If anyone has swf reloading fully working in ad-hoc mode please let me know.

Known Participant
November 8, 2013

Holding references... means you don't really unload them do you ? To me the whole point is to free memory of currently unused swf (have 200Mo of swfs-assets). Or maybe I am missing something and I wonder what you mean. If you keep them in memory, you don't unload them, and thus you're not even concerned with the issue. Concerning bytearray I don't think it helps at all for once, doesn't it already work in ipa-debug whatever you use for loading ?

My only solution so far : remove DoABC tags from swf, will work fine on both Android and iOS releases. Only problem is that, as said, it doesn't work in simulator, so I have 2 assets output folder (simulator test and release).

I made my own batch that does it now but it will work with so many restrictions no point in sharing sorry, you can also do it manually with swix, I used to do that.

Known Participant
July 30, 2013

I would also like more information about the issues raised in this thread.  What is the current behavior as of Air 3.8? Is there any way to pull from very large collections of swfs (containing ABC) without either the danger of memory filling up or refusal to reload swfs?

What about SWFS lacking ABC? Are those safe again or still under the same new restrictions?  This issue is pretty crippling for my use case, which is to port a large legacy application (with ABC in the swfs) to iOS.

Participating Frequently
December 14, 2012

I read an article about "Packaging and loading multiple SWFs in AIR apps on iOS" that happen to mention "Error #3764: Reloading a SWF is not supported on this operating system."

http://blogs.adobe.com/airodynamics/2012/11/09/packaging-and-loading-multiple-swfs-in-air-apps-on-ios/

Not sure if this applies on your case though.

Legend
December 14, 2012

Hmm...

Reading that blog doesn't make me feel any more relaxed.

So, I have about a gazillion and six generated media files that have ABC that I neither want nor need, but cannot remove. The images are all I use and are simple Shape or Sprite with drawn shapes in them.

Based on that blog, I would need to do something like; "http://<pathtoserver>/<pathtoimage>.swf?cacheBuster="+Math.random() in order to allow for the possibility of a user wanting to use the same logo twice... It is simply _not_ an option to store so many possible logos.

However, the blog is also implying that what I am doing is dangerous in any case.

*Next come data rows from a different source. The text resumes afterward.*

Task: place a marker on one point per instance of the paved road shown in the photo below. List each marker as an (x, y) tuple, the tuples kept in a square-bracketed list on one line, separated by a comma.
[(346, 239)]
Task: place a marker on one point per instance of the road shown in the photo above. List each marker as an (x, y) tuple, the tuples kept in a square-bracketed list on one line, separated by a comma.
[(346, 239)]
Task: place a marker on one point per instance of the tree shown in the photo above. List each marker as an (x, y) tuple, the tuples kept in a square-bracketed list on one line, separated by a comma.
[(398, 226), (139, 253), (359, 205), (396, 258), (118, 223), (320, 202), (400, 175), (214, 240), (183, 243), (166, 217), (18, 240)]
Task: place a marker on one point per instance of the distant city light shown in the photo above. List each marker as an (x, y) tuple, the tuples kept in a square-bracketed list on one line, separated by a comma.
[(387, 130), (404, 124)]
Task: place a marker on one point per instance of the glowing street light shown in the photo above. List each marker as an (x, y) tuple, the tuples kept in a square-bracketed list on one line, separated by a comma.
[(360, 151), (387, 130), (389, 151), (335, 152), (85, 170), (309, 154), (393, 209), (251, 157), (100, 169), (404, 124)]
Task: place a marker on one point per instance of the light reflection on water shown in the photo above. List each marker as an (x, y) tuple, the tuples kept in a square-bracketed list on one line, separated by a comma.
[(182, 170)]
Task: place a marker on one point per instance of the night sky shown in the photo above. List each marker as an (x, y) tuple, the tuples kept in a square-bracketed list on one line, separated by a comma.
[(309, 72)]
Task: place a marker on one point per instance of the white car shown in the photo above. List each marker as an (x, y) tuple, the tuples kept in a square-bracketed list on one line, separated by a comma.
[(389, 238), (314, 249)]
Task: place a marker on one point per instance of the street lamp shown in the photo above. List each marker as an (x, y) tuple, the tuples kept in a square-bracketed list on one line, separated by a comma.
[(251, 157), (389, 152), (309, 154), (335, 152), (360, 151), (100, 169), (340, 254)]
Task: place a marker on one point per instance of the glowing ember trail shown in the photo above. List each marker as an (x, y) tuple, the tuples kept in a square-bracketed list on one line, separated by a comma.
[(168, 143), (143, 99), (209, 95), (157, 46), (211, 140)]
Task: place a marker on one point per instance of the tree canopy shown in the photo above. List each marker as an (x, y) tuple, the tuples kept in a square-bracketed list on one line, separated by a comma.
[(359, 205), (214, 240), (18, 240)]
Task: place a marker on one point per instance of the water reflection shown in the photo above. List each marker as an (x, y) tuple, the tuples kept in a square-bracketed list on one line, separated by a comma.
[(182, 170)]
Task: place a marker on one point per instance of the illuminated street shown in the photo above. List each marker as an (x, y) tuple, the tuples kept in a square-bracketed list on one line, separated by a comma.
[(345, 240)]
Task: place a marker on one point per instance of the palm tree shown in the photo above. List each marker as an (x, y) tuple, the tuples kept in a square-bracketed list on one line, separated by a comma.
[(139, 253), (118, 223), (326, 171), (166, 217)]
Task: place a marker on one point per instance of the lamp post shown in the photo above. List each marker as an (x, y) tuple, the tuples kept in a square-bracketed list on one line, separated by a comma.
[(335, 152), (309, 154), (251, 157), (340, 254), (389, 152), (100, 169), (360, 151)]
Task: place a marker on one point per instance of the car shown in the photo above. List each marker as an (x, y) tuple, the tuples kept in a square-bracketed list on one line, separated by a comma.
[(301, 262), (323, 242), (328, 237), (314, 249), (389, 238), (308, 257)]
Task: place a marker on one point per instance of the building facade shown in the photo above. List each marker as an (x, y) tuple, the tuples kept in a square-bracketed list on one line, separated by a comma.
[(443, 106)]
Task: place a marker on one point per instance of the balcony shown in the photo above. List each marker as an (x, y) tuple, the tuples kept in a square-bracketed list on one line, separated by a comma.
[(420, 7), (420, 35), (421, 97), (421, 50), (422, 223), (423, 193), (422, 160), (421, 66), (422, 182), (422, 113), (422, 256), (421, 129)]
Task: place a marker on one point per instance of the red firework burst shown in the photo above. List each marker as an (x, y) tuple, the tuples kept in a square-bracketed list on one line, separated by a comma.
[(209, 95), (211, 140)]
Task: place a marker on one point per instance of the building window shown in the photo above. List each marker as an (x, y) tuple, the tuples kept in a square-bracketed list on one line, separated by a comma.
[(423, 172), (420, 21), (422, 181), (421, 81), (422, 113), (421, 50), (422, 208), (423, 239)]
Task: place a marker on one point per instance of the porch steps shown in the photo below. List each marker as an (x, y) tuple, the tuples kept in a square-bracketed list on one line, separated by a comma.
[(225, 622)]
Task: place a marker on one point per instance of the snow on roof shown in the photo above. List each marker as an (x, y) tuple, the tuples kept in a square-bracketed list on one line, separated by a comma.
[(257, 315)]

In all modes that are available to me prior to full release, I am able to display and run the loaded SWF without issue. The uncompiled AS warning appears in debug mode, but not when I compile "ad-hoc for limited distribution". Is this a potential stumbling block for release in any case?

G

Colin Holgate
Inspiring
December 14, 2012

You can load externals swfs that have graphics in them. You just can't load in external swfs that have code in them. In your example where you have a game character that you want to have multiple copies of, you could do the same as you would with web based Flash, and use a Loader to load in the same swf repeatedly. Another way you could work would be to have one external swf that has all of the characters you need on its stage. Then when you want to add a character you would just addChild() it from the stage of the loaded swf to the stage of your app.

FLAdudeAuthor
Inspiring
December 14, 2012

It will only load one time. After that, even a SWF with NO actionscript in it will cause an "Error #3764: Reloading a SWF is not supported on this operating system."

As of AIR 3.6 you can only load a SWF graphic one time, after that it will fail and make an error. This will happen even if your SWF just has graphics and NO ActionScript.

This worked previously, but with the new AIR3.6 build just released, it is completely broken.

Colin Holgate
Inspiring
December 14, 2012

Ok, I managed to reproduce what you're saying, with a very simple test case. I'll raise a question about it elsewhere.